Dziś PiS chwali się dobrą kondycją gospodarki, ale wpływ na to mają niezależne od PiS-u czynniki. Na szczęści akurat w tym PiS nie ma nic, albo niewiele, do powiedzenia. PiS ogranicza się do napędzania konsumpcji. I byłoby dobrze, gdyby nie to, że robi to nieudolnie. Słynne 500+ już przejada inflacja. Najwięcej skorzystali z niego niepolscy właściciele sieci handlowych. Efekty demograficzne są żadne. Nawet jak jest wzrost dzietności, to i tak jest on osłabiany przez masową emigrację młodych Polaków za granicę – zwłaszcza tych najbardziej aktywnych i przedsiębiorczych, często wykształconych w Polsce za duże pieniądze (informatycy, lekarze itd., ale też wysokiej klasy fachowcy innych dyscyplin).
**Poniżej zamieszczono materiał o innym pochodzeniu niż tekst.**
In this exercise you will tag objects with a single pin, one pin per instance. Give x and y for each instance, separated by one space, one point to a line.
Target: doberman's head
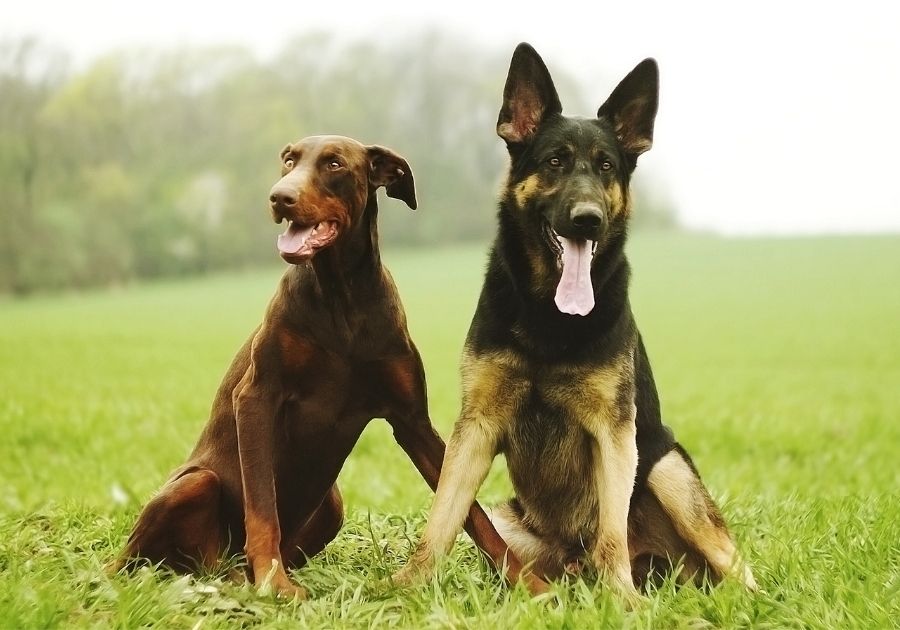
326 185
568 182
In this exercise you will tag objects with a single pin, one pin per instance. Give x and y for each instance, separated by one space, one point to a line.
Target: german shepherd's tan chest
546 415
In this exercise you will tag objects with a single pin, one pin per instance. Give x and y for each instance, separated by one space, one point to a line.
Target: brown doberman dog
333 352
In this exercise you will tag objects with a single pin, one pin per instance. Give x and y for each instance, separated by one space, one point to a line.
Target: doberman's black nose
587 216
283 196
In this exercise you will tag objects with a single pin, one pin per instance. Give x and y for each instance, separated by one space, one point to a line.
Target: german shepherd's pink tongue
294 238
574 294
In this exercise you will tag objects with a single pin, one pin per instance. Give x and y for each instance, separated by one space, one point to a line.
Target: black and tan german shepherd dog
554 372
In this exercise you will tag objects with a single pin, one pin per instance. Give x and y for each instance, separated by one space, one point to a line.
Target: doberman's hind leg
319 529
686 523
538 554
181 526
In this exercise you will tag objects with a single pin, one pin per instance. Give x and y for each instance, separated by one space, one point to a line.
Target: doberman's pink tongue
574 293
294 238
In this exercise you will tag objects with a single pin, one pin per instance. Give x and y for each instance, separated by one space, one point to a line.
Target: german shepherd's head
567 195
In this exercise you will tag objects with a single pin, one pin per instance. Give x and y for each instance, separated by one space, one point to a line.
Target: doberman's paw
410 575
276 582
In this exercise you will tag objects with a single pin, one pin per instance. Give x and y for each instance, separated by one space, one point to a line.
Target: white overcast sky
775 117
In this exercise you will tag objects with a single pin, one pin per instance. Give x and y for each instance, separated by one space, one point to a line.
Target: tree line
150 163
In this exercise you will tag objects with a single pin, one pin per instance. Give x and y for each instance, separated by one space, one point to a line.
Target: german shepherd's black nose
588 216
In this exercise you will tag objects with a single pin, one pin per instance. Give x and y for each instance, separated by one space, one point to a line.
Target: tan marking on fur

Trzynasta emerytura to jednorazowy dodatek dla emerytów, zresztą niezapisany w budżecie na przyszły rok, o wiele gorszy od pomysłu emerytury bez podatku.
Co więc ten dobry stan polskiej gospodarki trzyma??
– Pierwsza kwestia to napływ do Polski dużej ilości środków pieniężnych (euro, dolarów, funtów). Pozostawszy w orbicie tylko euro mogę stwierdzić, że jest to przynajmniej 20 tys. euro na osobę pracującą za granicą i wydającą w Polsce zarobione tam pieniądze. Dotyczy to ludzi, którzy nie pracują na jakichś eksponowanych stanowiskach. Całkiem niedawno jeden z internautów stwierdził, że zarabia za granicą – w Wiedniu ok. 2480 euro na miesiąc. To oznacza, że różnymi kanałami, nie zawsze „nadzorowanymi” przez państwo polskie – na szczęście, bo już przecież pojawiły się pomysły podwójnego opodatkowania takich zarobków – do Polski spływa rocznie (przy tylko milionie Polaków, którzy wyemigrowali) – 20 mld euro (80 mld złotych – 80 000 000 000). To kwota przeogromna. Napędza handel i usługi, trochę też wytwórczość.
– Druga kwestia, to liczne polskie małe i średnie przedsiębiorstwa wytwarzające na rzecz zagranicy. Jest ich wiele. A teraz polski rząd chce je „zarżnąć” kosztami płacy (ZUS, US), energii elektrycznej i innymi opłatami. Przypominam, że na razie rząd Polski zrezygnował z tzw. testu przedsiębiorcy, ale po wyborach w tragicznej sytuacji budżetu państwa będzie musiał to zrobić. Jeśli te małe i średnie przedsiębiorstwa upadną –w dużej części produkujące dla zagranicy – to będzie bezrobocie, a potem inflacja i potencjalne niepokoje społeczne.